The relationship between family socio-economic status and the learning outcomes of students is well established in sociological research. While there is disagreement over how best to measure social factors, most studies indicate that students from low social status families do not perform as well as they potentially could at school compared to students from socially high background (Graetz, 1995). Most studies, however, compare students from across all social backgrounds to reach the conclusion that low social status adversely affects a range of teaching and learning outcomes.
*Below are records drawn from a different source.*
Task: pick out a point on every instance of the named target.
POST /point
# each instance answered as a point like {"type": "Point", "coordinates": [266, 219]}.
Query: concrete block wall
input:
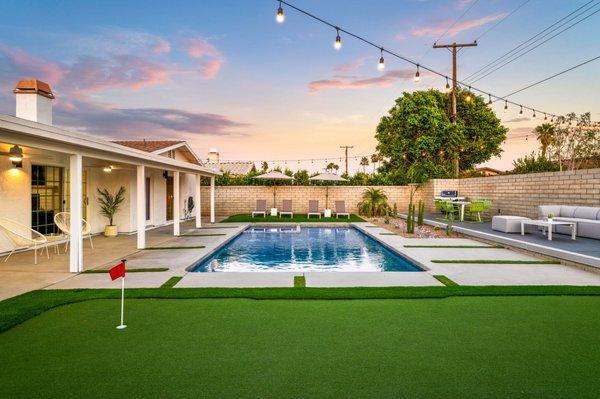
{"type": "Point", "coordinates": [522, 194]}
{"type": "Point", "coordinates": [232, 200]}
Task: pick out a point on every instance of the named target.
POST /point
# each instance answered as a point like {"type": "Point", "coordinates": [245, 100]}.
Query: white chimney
{"type": "Point", "coordinates": [213, 156]}
{"type": "Point", "coordinates": [34, 101]}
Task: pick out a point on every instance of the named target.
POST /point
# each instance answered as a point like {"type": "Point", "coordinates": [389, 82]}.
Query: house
{"type": "Point", "coordinates": [233, 168]}
{"type": "Point", "coordinates": [45, 170]}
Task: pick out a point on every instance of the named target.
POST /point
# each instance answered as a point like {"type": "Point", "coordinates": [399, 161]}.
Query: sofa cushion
{"type": "Point", "coordinates": [586, 212]}
{"type": "Point", "coordinates": [567, 211]}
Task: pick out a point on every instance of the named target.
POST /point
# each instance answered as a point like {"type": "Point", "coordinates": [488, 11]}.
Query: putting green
{"type": "Point", "coordinates": [242, 348]}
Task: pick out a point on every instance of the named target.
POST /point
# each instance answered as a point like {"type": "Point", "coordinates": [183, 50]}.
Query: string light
{"type": "Point", "coordinates": [381, 64]}
{"type": "Point", "coordinates": [338, 40]}
{"type": "Point", "coordinates": [368, 42]}
{"type": "Point", "coordinates": [280, 17]}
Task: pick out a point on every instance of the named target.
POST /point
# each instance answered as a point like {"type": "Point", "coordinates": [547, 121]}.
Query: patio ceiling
{"type": "Point", "coordinates": [56, 140]}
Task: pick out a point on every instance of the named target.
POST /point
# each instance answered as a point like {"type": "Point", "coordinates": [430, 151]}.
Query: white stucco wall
{"type": "Point", "coordinates": [15, 195]}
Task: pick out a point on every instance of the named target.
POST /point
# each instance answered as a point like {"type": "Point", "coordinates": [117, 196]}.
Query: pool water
{"type": "Point", "coordinates": [305, 249]}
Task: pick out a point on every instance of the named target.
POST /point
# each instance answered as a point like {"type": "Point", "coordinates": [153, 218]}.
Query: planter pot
{"type": "Point", "coordinates": [110, 231]}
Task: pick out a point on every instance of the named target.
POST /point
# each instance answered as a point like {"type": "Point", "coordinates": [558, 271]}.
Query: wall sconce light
{"type": "Point", "coordinates": [16, 156]}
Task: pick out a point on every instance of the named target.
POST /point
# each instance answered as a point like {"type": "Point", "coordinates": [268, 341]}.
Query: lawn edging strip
{"type": "Point", "coordinates": [137, 270]}
{"type": "Point", "coordinates": [498, 261]}
{"type": "Point", "coordinates": [16, 310]}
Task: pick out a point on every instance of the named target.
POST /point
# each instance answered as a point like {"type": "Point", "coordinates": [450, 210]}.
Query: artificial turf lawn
{"type": "Point", "coordinates": [458, 347]}
{"type": "Point", "coordinates": [298, 217]}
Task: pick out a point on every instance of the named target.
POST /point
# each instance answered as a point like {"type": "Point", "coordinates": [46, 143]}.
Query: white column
{"type": "Point", "coordinates": [198, 202]}
{"type": "Point", "coordinates": [176, 204]}
{"type": "Point", "coordinates": [75, 194]}
{"type": "Point", "coordinates": [212, 199]}
{"type": "Point", "coordinates": [140, 208]}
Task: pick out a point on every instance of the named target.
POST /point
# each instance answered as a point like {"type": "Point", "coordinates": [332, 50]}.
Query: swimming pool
{"type": "Point", "coordinates": [304, 249]}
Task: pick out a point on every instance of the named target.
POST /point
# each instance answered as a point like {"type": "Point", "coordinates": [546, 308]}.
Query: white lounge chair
{"type": "Point", "coordinates": [261, 208]}
{"type": "Point", "coordinates": [340, 209]}
{"type": "Point", "coordinates": [63, 221]}
{"type": "Point", "coordinates": [286, 208]}
{"type": "Point", "coordinates": [23, 237]}
{"type": "Point", "coordinates": [313, 208]}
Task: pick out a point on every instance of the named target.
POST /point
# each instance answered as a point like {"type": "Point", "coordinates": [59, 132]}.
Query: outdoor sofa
{"type": "Point", "coordinates": [587, 218]}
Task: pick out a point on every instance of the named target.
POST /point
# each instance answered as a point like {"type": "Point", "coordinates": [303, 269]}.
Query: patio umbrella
{"type": "Point", "coordinates": [327, 177]}
{"type": "Point", "coordinates": [274, 175]}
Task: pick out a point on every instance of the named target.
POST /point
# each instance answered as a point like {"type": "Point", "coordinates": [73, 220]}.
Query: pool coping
{"type": "Point", "coordinates": [418, 264]}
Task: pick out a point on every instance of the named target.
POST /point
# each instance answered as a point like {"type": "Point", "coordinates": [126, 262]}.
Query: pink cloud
{"type": "Point", "coordinates": [441, 27]}
{"type": "Point", "coordinates": [199, 47]}
{"type": "Point", "coordinates": [349, 67]}
{"type": "Point", "coordinates": [26, 66]}
{"type": "Point", "coordinates": [92, 74]}
{"type": "Point", "coordinates": [342, 83]}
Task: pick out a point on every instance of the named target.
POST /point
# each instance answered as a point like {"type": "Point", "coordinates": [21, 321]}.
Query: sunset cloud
{"type": "Point", "coordinates": [344, 83]}
{"type": "Point", "coordinates": [441, 27]}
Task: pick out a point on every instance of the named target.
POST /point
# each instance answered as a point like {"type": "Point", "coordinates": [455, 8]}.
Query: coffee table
{"type": "Point", "coordinates": [548, 225]}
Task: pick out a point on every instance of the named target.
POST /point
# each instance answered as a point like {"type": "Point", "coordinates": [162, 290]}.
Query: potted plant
{"type": "Point", "coordinates": [109, 206]}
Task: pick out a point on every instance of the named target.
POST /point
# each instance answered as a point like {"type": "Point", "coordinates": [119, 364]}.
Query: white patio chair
{"type": "Point", "coordinates": [63, 221]}
{"type": "Point", "coordinates": [23, 237]}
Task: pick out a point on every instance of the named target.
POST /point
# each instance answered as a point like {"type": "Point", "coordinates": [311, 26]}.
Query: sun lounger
{"type": "Point", "coordinates": [340, 209]}
{"type": "Point", "coordinates": [261, 208]}
{"type": "Point", "coordinates": [313, 208]}
{"type": "Point", "coordinates": [286, 208]}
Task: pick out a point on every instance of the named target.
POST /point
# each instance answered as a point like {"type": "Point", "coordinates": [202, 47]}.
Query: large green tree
{"type": "Point", "coordinates": [418, 138]}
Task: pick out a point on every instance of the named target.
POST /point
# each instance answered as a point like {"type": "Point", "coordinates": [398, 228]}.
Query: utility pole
{"type": "Point", "coordinates": [346, 148]}
{"type": "Point", "coordinates": [453, 48]}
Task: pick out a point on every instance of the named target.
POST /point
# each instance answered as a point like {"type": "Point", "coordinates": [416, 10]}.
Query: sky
{"type": "Point", "coordinates": [223, 74]}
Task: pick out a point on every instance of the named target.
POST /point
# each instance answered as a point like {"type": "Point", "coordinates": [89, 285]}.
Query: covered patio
{"type": "Point", "coordinates": [80, 164]}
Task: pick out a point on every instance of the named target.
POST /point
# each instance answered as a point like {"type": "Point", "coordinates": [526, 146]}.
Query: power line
{"type": "Point", "coordinates": [530, 50]}
{"type": "Point", "coordinates": [396, 55]}
{"type": "Point", "coordinates": [450, 27]}
{"type": "Point", "coordinates": [532, 40]}
{"type": "Point", "coordinates": [552, 77]}
{"type": "Point", "coordinates": [502, 20]}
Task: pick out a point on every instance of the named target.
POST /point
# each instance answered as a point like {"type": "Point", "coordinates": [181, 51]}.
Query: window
{"type": "Point", "coordinates": [47, 184]}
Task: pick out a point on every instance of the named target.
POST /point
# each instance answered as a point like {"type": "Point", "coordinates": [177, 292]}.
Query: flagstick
{"type": "Point", "coordinates": [122, 326]}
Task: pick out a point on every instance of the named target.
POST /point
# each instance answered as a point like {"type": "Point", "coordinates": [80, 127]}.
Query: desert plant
{"type": "Point", "coordinates": [421, 213]}
{"type": "Point", "coordinates": [109, 203]}
{"type": "Point", "coordinates": [374, 203]}
{"type": "Point", "coordinates": [450, 224]}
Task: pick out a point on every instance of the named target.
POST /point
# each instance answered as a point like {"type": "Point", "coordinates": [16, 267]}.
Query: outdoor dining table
{"type": "Point", "coordinates": [461, 205]}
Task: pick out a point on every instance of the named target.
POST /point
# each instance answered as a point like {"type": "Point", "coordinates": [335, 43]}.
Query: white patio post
{"type": "Point", "coordinates": [198, 201]}
{"type": "Point", "coordinates": [75, 195]}
{"type": "Point", "coordinates": [140, 208]}
{"type": "Point", "coordinates": [176, 204]}
{"type": "Point", "coordinates": [212, 199]}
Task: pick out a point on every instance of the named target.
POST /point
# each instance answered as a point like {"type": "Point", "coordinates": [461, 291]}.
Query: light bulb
{"type": "Point", "coordinates": [381, 64]}
{"type": "Point", "coordinates": [280, 17]}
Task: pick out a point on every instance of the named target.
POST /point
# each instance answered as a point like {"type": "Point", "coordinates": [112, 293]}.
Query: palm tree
{"type": "Point", "coordinates": [374, 203]}
{"type": "Point", "coordinates": [364, 161]}
{"type": "Point", "coordinates": [545, 133]}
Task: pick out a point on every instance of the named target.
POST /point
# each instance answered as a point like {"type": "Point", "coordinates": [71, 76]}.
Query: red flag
{"type": "Point", "coordinates": [117, 271]}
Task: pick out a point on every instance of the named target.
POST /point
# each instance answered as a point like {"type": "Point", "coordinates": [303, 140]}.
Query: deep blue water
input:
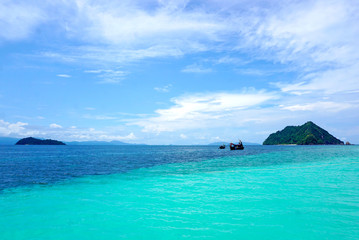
{"type": "Point", "coordinates": [179, 192]}
{"type": "Point", "coordinates": [26, 165]}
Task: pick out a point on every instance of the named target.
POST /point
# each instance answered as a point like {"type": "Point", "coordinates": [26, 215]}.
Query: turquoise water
{"type": "Point", "coordinates": [285, 193]}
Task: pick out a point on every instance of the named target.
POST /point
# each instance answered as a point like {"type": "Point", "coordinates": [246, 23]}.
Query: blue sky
{"type": "Point", "coordinates": [177, 72]}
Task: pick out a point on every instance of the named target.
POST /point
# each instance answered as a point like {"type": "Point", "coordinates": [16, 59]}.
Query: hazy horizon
{"type": "Point", "coordinates": [177, 72]}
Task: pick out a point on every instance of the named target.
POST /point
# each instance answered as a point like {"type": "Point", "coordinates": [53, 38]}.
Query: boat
{"type": "Point", "coordinates": [238, 146]}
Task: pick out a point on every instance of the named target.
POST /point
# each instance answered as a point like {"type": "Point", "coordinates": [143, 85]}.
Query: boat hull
{"type": "Point", "coordinates": [236, 147]}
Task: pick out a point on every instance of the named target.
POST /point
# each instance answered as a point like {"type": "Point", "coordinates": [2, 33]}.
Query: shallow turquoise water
{"type": "Point", "coordinates": [304, 193]}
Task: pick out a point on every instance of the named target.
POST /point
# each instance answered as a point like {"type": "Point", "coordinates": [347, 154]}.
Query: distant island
{"type": "Point", "coordinates": [306, 134]}
{"type": "Point", "coordinates": [244, 143]}
{"type": "Point", "coordinates": [35, 141]}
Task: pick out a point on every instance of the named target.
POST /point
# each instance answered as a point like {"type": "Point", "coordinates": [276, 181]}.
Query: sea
{"type": "Point", "coordinates": [179, 192]}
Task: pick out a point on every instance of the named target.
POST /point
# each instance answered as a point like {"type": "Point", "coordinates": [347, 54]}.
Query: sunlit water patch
{"type": "Point", "coordinates": [282, 193]}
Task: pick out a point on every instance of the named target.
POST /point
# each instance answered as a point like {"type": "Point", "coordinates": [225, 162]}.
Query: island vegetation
{"type": "Point", "coordinates": [35, 141]}
{"type": "Point", "coordinates": [306, 134]}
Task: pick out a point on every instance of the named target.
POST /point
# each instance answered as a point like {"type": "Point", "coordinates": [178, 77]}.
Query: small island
{"type": "Point", "coordinates": [306, 134]}
{"type": "Point", "coordinates": [35, 141]}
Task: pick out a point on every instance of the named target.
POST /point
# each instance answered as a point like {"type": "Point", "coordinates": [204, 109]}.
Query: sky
{"type": "Point", "coordinates": [177, 72]}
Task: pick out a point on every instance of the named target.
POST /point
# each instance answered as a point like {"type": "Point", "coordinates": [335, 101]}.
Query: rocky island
{"type": "Point", "coordinates": [35, 141]}
{"type": "Point", "coordinates": [306, 134]}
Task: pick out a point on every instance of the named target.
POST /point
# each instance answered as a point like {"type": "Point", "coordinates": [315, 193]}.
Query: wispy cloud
{"type": "Point", "coordinates": [195, 68]}
{"type": "Point", "coordinates": [202, 111]}
{"type": "Point", "coordinates": [319, 106]}
{"type": "Point", "coordinates": [63, 75]}
{"type": "Point", "coordinates": [18, 20]}
{"type": "Point", "coordinates": [54, 126]}
{"type": "Point", "coordinates": [55, 131]}
{"type": "Point", "coordinates": [164, 89]}
{"type": "Point", "coordinates": [108, 76]}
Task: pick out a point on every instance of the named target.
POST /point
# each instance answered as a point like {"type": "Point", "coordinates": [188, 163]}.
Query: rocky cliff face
{"type": "Point", "coordinates": [306, 134]}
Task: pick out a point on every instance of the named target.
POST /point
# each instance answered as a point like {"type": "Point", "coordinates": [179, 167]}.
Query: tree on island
{"type": "Point", "coordinates": [306, 134]}
{"type": "Point", "coordinates": [35, 141]}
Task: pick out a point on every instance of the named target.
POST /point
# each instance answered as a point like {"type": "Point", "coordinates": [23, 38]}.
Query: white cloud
{"type": "Point", "coordinates": [203, 111]}
{"type": "Point", "coordinates": [319, 106]}
{"type": "Point", "coordinates": [183, 136]}
{"type": "Point", "coordinates": [7, 128]}
{"type": "Point", "coordinates": [108, 75]}
{"type": "Point", "coordinates": [54, 126]}
{"type": "Point", "coordinates": [73, 133]}
{"type": "Point", "coordinates": [195, 68]}
{"type": "Point", "coordinates": [98, 117]}
{"type": "Point", "coordinates": [18, 20]}
{"type": "Point", "coordinates": [164, 89]}
{"type": "Point", "coordinates": [345, 79]}
{"type": "Point", "coordinates": [63, 75]}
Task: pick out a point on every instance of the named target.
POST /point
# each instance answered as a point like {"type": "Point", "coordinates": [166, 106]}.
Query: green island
{"type": "Point", "coordinates": [306, 134]}
{"type": "Point", "coordinates": [35, 141]}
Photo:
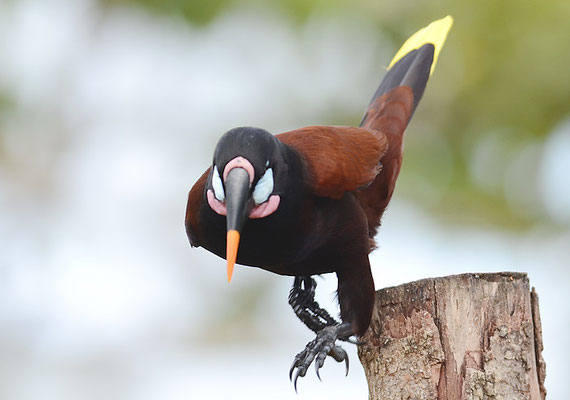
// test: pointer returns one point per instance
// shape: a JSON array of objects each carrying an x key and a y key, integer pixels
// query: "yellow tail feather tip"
[{"x": 435, "y": 33}]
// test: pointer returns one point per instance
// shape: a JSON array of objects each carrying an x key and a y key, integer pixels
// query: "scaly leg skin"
[
  {"x": 319, "y": 348},
  {"x": 302, "y": 300}
]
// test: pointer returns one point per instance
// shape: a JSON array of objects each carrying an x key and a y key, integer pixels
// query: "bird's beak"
[{"x": 238, "y": 205}]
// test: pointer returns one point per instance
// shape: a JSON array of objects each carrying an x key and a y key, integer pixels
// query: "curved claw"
[
  {"x": 317, "y": 351},
  {"x": 300, "y": 373}
]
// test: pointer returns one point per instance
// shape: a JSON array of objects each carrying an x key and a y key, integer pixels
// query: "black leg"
[
  {"x": 302, "y": 300},
  {"x": 328, "y": 330},
  {"x": 318, "y": 349}
]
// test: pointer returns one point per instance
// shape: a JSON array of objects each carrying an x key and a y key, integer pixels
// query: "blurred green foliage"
[{"x": 502, "y": 80}]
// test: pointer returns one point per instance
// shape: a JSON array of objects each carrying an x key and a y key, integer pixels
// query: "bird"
[{"x": 310, "y": 201}]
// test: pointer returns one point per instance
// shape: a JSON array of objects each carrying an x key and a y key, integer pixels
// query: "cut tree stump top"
[{"x": 470, "y": 336}]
Research has shown the importance of the type of school a student attends in influencing educational outcomes. While research in the US has found that social variables continue to influence teaching and learning even after controlling for different school types, the school context tends to affect the strength of the relationship between social factors and effective teaching and learning (Portes and MacLeod, 1996). Similarly, research in Britain shows that schools have an independent effect on student attainment (Sparkes, 1999). While there is less data available on this issue in Australia, several studies using the Longitudinal Surveys of Australian Youth have found that students attending private non-Catholic schools were significantly more likely to stay on at school than those attending state schools (Long et al., 1999; Marks et al., 2000). Students from independent private schools are also more likely to achieve higher end of school scores (Buckingham, 2000). While school-related factors are important, there is again an indirect link to social factors, as private schools are more likely to have a greater number of students from high socially high families, select students with stronger academic abilities and have greater financial resources. The school effect is also likely to operate through variation in the quality and attitudes of teachers (Sparkes, 1999). Teachers at disadvantaged schools, for instance, often hold low expectations of their students, which compound the low expectations students and their parents may also hold (Ruge, 1998)
Formal education confronts students with many demands that are not a regular or frequent characteristic of their everyday experience outside the classroom. The practice of education confronts students with meaningful and necessary discontinuities in their intellectual, social and linguistic experiences. Hence, the need to examine the effects of social factors on effective teaching and learning in senior secondary schools.